L’India dei secoli non è morta, né ha pronunciato l’ultima sua parola creativa; vive e ha ancora qualcosa da fare per sé e per i popoli umani. E ciò che ora deve cercare di risvegliarsi non è un popolo orientale anglicizzato, docile allievo dell’Occidente e destinato a ripetere il ciclo del successo e del fallimento dell’Occidente, ma l’antica Shakti, immemorabile, che recupera la sua più profonda identità, solleva il capo verso la fonte suprema di luce e forza e si volge a scoprire il significato completo e una forma più vasta del suo Dharma.

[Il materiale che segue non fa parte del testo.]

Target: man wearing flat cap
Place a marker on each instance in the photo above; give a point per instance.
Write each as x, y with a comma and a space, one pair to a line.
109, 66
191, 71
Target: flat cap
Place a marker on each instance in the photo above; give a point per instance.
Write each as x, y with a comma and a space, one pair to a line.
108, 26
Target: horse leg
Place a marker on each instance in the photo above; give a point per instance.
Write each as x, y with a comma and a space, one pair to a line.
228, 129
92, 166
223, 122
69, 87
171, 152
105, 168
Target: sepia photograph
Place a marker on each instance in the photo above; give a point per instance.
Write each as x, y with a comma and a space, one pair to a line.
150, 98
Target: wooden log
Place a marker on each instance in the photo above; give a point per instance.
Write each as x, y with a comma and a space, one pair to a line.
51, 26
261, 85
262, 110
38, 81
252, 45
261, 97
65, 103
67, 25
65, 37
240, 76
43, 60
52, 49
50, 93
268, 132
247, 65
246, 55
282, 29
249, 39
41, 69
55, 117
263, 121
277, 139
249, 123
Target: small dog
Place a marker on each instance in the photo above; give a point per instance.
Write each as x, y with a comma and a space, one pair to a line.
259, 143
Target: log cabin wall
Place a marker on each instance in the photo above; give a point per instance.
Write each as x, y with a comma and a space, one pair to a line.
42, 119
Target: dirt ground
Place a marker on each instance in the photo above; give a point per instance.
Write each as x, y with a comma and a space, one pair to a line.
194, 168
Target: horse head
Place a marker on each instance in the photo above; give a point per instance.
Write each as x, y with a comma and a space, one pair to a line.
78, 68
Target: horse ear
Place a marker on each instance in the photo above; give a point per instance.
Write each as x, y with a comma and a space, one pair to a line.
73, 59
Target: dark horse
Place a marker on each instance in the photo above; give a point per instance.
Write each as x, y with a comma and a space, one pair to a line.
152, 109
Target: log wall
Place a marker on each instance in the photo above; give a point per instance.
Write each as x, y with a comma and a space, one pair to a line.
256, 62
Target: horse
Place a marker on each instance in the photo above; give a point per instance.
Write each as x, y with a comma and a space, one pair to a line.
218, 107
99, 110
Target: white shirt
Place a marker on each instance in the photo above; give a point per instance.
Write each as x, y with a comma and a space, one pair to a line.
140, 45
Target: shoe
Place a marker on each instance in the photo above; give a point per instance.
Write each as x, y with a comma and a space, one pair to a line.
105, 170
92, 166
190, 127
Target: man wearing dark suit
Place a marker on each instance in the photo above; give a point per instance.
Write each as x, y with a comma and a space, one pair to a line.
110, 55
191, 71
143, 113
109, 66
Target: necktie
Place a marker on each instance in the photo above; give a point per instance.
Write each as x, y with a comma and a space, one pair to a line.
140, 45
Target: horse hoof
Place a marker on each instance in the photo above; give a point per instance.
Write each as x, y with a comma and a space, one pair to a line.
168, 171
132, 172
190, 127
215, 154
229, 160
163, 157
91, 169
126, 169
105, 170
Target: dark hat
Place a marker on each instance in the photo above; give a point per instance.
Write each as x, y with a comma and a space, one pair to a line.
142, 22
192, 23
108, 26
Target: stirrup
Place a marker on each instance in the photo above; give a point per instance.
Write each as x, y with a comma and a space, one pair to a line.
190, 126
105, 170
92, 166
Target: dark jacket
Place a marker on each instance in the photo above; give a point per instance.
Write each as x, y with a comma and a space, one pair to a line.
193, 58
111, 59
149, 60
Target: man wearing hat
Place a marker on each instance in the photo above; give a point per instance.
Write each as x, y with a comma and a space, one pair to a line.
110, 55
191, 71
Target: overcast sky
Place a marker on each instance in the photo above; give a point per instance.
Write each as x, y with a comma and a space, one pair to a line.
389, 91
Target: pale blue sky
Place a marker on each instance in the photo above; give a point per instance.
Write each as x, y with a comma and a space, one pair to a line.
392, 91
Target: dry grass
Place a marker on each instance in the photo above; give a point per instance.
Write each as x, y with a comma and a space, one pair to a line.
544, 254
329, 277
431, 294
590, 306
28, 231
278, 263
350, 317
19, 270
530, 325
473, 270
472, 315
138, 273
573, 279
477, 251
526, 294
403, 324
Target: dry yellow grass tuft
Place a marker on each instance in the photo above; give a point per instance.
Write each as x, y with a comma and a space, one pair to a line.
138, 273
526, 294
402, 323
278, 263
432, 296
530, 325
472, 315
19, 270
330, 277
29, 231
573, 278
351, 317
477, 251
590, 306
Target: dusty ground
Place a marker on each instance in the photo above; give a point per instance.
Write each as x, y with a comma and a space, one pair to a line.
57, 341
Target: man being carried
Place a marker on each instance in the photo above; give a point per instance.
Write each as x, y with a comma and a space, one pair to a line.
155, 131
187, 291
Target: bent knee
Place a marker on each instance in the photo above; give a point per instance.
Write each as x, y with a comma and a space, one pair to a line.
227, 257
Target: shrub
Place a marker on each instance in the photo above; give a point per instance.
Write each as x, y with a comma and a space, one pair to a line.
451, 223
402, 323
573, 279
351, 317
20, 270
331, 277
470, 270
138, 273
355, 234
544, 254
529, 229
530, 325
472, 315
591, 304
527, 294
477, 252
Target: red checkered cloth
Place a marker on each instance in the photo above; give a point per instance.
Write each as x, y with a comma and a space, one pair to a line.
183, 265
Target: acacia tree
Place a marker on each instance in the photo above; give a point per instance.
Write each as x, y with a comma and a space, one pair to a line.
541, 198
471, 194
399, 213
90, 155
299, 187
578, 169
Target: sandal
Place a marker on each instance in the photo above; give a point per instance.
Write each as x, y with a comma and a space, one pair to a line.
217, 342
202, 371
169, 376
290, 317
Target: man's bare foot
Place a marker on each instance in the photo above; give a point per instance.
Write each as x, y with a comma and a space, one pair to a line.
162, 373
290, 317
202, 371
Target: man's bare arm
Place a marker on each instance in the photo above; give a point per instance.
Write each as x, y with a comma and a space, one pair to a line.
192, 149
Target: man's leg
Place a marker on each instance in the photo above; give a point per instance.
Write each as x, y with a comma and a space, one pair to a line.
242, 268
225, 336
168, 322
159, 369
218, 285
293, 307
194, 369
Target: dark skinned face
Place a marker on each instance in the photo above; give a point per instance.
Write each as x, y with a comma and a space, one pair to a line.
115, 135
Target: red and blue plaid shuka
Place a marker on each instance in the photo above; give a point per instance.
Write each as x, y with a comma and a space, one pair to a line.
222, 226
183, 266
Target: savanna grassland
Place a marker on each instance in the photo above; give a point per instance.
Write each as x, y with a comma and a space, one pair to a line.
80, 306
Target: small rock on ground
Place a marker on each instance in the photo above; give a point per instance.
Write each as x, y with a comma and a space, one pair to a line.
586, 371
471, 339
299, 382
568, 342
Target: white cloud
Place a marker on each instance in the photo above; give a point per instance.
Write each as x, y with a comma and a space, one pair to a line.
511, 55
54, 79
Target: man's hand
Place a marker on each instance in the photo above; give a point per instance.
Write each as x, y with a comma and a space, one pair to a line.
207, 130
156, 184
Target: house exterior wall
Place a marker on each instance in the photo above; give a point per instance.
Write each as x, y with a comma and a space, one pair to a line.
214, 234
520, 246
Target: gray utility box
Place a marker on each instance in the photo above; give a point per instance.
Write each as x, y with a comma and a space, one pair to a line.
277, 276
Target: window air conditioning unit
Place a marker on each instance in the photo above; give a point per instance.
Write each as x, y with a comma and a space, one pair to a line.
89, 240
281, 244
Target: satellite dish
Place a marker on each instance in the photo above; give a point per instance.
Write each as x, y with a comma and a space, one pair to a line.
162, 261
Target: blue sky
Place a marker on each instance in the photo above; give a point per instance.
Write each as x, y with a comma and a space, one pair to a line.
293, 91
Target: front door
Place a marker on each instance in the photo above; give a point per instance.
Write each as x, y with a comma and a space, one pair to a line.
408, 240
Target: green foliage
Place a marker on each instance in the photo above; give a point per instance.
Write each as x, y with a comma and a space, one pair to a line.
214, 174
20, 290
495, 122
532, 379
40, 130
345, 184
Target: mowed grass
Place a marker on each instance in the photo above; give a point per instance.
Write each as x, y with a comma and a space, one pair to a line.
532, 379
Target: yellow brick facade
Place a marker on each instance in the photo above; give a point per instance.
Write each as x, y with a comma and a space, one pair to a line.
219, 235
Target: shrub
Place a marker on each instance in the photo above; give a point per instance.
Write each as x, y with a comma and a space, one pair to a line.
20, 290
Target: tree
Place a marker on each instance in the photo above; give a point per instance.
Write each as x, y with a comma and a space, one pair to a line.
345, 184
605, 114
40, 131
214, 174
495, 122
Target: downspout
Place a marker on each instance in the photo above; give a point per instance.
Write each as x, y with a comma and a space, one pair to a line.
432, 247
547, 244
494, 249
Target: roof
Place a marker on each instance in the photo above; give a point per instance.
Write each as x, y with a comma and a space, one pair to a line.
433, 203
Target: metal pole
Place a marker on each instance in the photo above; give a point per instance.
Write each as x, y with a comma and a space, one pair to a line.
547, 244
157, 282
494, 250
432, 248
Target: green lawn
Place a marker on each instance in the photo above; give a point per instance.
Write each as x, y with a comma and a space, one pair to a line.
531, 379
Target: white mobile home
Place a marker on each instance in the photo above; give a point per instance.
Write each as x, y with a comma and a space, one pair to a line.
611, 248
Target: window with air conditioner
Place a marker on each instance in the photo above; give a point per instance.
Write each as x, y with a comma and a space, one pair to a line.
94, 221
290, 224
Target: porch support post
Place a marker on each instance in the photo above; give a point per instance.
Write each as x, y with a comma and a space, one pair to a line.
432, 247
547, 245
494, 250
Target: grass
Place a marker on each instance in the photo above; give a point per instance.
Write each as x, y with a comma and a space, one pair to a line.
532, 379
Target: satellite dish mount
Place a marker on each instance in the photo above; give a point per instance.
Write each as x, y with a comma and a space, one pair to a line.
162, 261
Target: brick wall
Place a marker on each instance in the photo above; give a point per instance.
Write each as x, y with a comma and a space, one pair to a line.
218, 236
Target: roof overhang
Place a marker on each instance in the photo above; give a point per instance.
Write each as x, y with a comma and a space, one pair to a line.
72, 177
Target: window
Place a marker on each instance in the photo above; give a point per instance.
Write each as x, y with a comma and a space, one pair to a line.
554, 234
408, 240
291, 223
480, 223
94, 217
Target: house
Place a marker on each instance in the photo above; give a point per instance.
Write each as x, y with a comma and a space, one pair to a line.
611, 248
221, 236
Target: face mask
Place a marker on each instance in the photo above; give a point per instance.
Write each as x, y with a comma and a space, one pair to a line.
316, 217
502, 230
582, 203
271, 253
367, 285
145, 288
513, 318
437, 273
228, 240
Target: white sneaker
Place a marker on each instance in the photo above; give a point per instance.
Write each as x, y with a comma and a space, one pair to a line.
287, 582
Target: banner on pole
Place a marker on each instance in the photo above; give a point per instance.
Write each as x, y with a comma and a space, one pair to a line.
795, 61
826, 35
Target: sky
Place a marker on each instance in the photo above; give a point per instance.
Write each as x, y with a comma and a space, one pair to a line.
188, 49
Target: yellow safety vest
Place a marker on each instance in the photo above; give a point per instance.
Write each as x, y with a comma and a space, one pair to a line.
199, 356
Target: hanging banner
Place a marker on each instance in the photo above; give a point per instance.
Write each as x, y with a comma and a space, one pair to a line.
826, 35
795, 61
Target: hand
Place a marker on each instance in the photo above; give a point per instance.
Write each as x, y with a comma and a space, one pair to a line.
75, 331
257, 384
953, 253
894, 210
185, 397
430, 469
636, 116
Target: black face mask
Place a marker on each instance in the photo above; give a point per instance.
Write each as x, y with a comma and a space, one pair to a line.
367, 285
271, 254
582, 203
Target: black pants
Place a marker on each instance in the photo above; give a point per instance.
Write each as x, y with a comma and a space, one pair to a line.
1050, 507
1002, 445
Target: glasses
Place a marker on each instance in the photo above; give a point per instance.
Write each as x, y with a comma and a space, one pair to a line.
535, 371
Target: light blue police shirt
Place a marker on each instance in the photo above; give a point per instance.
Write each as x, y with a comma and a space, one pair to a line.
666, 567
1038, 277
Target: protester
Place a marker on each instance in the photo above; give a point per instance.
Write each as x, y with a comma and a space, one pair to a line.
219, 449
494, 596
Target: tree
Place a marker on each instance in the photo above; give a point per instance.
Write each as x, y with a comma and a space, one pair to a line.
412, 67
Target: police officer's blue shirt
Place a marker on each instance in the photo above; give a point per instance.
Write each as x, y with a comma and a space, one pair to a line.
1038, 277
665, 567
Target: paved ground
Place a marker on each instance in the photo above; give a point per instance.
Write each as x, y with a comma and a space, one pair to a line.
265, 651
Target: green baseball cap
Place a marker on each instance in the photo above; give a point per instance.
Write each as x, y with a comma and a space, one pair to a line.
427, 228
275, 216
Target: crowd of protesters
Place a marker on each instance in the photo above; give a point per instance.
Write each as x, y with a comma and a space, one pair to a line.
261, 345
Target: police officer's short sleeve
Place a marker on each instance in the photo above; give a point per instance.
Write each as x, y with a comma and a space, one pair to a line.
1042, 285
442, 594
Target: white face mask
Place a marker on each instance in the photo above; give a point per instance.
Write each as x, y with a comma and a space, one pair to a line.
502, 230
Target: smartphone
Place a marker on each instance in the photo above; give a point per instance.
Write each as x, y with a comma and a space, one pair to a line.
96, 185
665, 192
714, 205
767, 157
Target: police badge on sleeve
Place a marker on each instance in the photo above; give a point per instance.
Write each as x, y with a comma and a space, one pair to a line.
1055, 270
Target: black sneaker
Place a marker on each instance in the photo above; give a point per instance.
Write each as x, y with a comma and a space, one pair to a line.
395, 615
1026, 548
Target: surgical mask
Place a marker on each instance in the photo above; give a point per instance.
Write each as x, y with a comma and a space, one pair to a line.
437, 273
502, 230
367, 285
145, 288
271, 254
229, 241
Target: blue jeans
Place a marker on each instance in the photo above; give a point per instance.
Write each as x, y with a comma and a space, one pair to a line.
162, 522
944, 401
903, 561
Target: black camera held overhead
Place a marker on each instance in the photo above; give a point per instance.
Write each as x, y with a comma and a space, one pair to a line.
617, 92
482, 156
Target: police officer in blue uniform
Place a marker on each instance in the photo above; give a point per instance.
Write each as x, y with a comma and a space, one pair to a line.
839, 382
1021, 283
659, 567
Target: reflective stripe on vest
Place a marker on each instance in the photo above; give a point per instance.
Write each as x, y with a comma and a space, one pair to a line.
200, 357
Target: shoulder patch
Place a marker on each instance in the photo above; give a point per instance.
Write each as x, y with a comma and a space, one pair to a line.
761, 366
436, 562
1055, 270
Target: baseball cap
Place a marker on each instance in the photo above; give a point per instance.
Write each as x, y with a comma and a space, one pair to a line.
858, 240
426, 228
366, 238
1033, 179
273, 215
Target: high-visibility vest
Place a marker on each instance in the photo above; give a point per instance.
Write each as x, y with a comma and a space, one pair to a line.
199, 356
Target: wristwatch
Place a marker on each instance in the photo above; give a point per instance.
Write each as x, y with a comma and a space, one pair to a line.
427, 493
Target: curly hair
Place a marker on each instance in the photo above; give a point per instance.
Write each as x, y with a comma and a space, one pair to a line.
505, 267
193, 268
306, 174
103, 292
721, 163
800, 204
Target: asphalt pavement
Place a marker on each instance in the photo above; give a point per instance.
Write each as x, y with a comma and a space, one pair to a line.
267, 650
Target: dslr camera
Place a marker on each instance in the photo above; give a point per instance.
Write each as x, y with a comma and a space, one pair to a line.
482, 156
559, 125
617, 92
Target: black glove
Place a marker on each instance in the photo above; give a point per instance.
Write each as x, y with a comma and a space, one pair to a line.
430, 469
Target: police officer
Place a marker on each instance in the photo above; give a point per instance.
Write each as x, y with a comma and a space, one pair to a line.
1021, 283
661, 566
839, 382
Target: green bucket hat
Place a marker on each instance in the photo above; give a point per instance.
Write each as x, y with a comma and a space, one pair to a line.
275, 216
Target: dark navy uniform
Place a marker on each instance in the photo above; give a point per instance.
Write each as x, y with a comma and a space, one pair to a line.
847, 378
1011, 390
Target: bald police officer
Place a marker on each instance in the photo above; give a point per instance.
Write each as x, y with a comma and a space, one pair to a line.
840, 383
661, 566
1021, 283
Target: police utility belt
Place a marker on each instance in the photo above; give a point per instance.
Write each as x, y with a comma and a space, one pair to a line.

L’induismo… non si diede un nome, perché non si pose limiti settari; non rivendicò un’adesione universale, non affermò un’unica dottrina infallibile; non stabilì un’unica via o porta stretta di salvezza; era meno un credo o un culto che una tradizione continuamente in espansione dello sforzo della mente umana verso Dio. Un’immensa provvidenza multiforme, a molti livelli, per costruire e trovare se stessi spiritualmente, aveva il diritto di parlare di sé con l’unico nome che conosceva: la religione eterna, Sanatana Dharma.
C’è la mente fisica, meccanica; ma anche l’awareness, il carattere essenziale (dharma) della mente, è in qualche misura presente lì.